There are no "Level 1" offenders anymore, as the new law eliminates the classification scheme. All registered sex offenders are now listed on the public sex offender registry web site, regardless of their previous classification.

Just as another example of how the change in the law has impacted the sex offenders, consider this: there are 18 people in Lincoln who were Level 1 sex offenders prior to the new law going into effect, but they are now Lifetime registrants who meet the statutory definition of Sexual Predator. They previously had to register for 10 years, could live anywhere they wanted, and the information from the sex offender registry about them was only available to law enforcement agencies. Now, they must register for life, appear in person at the Sheriff's office every three months for a lengthy verification process, they can't take up residence within 500 ft. of a school, and their information is available to the general public on the sex offender registry site.
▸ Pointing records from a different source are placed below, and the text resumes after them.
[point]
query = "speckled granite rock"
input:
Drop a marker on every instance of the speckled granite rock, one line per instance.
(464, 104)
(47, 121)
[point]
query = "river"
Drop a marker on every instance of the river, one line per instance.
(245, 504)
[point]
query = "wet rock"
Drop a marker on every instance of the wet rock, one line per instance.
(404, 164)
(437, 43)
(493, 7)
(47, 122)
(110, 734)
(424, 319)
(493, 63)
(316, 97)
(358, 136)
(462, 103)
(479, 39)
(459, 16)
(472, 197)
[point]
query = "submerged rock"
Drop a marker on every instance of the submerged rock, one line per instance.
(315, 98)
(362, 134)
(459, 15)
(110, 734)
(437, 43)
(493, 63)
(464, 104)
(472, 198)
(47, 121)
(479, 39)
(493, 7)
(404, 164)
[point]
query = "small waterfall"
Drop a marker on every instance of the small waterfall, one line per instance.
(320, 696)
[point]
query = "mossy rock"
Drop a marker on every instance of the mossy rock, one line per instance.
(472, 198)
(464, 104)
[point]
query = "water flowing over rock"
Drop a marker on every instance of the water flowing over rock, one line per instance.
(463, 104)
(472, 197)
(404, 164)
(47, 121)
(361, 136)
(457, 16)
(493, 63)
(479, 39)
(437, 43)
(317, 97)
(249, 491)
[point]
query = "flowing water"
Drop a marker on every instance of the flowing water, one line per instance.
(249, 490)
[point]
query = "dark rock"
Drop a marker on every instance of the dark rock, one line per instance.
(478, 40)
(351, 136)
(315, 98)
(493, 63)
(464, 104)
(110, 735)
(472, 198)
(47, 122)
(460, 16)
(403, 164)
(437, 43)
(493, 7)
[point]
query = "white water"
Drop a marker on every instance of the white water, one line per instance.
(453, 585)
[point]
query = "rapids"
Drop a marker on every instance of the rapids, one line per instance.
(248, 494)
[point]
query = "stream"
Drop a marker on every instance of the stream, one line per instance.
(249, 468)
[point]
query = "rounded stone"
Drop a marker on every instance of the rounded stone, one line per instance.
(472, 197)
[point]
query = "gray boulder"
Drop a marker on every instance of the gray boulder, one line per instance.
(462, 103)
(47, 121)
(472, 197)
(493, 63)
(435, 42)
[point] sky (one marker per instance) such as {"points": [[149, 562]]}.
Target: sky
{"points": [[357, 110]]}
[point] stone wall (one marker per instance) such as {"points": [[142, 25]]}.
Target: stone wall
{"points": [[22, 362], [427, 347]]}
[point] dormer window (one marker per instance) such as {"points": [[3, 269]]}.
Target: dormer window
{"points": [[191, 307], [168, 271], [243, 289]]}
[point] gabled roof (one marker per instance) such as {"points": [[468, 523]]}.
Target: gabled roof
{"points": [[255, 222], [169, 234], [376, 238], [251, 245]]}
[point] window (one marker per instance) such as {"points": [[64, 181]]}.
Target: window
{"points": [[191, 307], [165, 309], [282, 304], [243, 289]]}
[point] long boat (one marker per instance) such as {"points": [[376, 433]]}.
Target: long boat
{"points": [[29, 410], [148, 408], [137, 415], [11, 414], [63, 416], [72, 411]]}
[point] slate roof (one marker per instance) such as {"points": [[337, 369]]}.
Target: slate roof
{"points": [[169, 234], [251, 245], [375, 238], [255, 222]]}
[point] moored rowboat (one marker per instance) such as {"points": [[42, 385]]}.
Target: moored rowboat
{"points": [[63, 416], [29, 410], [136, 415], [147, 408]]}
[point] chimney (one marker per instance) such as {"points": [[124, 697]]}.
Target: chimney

Yes, it would probably be a good idea to look over the list for Lincoln if you are a service provider. It might be embarrassing to learn later on that an employee was a registered sex offender, but you didn't know that. That said, sex offenders need jobs, too, and I think you've got to consider on your own whether a particular individual actually represents a realistic threat to your clients.

Anonymous said...

Is Abdalla on the list? He is a teacher of science at Omaha North HS...boogy man?

Daniel Goichman said...

lets get the conversation straight. sex offenders only have a 5.3% chance of re-offending. unless they can show they are in that class they deserve a right to live their life as they feel without govt. limitations. every person deserves a right to life, liberty and the pursuit of happiness. the public registry is no different than how people were treated in salem, ma when they had to wear scarlet letters and were called witches. lets stop the madness before it gets out of control and soon everybody is going to be accused of something. privatize the registry. if you did your time. leave that person the hell alone. and cori needs to be cut off after 7yrs for sex offenses. enough laws. let people enjoy their lives again after they completed their punishment. thank you.